Dans chacun de ces exemples, il est question d’une quantité sensible d’objets identiques entre eux qui sont aussi nommés selon leur genre. Mais ce n’est pas tout ce qui est exprimé [...], il y a aussi une certaine propriété caractéristique de l’intuition unitaire complète de la quantité, qui peut être saisie d’un seul coup d’oeil[20].

Husserl choisit ici le terme de « moment figural » sur la base de l’analogie avec les formes spatiales. Nous voyons par exemple une similarité entre deux figures en les regardant comme un tout, et non en les regardant comme une corrélation point par point de chacun des points. De la même manière, nous voyons les quasi-qualités d’une quantité sans énumération exhaustive de ses membres. Husserl mentionne explicitement « Über ‘Gestaltqualitäten’ » de von Ehrenfels, mais seulement pour souligner son indépendance et sa propre préséance sur ce dernier, tout en reconnaissant leur source commune, les Beiträge de Mach. En effet, Husserl prétend avoir développé sa propre théorie un an avant la parution de l’article de von Ehrenfels, c’est-à-dire en 1889.

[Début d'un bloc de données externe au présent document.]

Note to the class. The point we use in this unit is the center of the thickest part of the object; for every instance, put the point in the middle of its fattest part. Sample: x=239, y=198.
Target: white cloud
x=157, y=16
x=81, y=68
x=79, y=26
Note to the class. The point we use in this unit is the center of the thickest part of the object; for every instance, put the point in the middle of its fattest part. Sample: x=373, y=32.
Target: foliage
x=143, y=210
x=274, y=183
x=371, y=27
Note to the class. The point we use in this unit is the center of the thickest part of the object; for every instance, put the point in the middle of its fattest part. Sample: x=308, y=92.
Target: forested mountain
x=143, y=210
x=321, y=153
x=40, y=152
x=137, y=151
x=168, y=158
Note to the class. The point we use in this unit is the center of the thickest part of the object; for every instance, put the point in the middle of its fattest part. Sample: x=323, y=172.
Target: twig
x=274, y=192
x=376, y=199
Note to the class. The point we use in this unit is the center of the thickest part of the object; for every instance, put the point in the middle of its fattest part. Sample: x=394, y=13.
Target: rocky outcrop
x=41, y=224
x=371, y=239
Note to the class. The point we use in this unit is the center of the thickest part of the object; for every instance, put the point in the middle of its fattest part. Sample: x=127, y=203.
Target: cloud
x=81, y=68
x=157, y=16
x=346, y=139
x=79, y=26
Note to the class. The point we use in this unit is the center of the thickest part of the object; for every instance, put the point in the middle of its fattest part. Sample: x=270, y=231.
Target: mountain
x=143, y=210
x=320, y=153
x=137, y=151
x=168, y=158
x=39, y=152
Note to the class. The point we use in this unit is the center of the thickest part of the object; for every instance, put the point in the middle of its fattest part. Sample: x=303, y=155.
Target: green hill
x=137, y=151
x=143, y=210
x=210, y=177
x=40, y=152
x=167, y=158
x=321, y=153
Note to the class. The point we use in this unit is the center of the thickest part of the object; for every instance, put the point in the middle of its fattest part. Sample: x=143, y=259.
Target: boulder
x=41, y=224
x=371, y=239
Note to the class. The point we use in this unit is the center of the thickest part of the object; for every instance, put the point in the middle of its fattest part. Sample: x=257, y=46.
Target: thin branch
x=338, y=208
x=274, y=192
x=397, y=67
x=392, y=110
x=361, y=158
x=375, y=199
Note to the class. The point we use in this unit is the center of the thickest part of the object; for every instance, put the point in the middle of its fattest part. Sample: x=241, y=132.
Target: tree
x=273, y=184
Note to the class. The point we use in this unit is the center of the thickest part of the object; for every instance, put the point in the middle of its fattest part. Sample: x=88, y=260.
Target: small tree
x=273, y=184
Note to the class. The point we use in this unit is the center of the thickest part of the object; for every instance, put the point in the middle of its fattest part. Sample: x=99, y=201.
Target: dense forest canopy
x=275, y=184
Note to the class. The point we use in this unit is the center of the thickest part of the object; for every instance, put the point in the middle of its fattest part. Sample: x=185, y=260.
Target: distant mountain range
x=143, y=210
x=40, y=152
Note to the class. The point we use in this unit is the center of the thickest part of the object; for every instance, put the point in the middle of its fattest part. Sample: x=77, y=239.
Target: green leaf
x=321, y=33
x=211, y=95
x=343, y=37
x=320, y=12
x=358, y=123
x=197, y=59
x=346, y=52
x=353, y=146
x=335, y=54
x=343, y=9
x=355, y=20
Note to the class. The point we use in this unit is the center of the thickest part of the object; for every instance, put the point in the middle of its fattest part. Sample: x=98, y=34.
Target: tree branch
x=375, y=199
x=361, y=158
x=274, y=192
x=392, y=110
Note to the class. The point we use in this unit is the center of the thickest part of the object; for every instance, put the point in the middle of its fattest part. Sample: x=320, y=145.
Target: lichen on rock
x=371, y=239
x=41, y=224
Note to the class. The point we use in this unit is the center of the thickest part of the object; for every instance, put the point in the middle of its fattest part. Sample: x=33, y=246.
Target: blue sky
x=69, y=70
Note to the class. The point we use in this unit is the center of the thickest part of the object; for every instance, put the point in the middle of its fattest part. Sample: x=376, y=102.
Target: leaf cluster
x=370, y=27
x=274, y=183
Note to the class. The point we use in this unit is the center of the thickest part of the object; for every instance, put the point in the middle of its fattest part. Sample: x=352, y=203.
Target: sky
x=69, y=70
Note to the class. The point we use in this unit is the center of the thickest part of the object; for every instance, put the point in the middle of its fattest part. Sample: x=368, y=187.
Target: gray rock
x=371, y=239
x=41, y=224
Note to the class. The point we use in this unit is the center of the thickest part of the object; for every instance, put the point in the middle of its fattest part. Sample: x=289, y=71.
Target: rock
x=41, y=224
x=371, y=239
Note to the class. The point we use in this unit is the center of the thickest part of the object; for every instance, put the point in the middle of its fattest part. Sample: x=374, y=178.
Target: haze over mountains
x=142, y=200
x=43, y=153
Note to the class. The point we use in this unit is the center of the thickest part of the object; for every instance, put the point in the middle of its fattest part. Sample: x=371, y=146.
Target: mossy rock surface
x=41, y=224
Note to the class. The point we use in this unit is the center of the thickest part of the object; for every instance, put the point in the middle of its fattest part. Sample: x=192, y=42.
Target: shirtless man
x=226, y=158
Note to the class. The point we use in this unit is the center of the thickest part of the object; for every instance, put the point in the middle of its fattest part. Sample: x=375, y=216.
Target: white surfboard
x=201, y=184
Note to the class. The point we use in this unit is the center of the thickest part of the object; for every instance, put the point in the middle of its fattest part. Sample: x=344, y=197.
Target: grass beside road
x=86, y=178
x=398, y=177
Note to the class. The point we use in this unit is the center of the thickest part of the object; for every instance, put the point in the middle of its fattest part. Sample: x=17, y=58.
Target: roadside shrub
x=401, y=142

2. Le concept de Gestalt de Husserl

Dans une leçon du semestre d’hiver 1889-1890 sur le concept de nombre[21], Husserl emploie les termes « Gestalt » et « moment de Gestalt » en se basant sur l’oeuvre de Mach[22]. Ce dernier a employé originellement le terme de « Gestalt » dans sa signification ordinaire afin d’indiquer un certain moment qualitatif dans les figures géométriques (les formes), mais a ensuite appliqué le terme aux mélodies dans un sens métaphorique et technique.

Lorsque nous observons deux Gestalt pareilles mais de couleur différente, par exemple deux lettres pareilles mais de couleur différente, nous reconnaissons ainsi la même forme malgré la distinction des sensations de couleur au premier coup d’oeil[23].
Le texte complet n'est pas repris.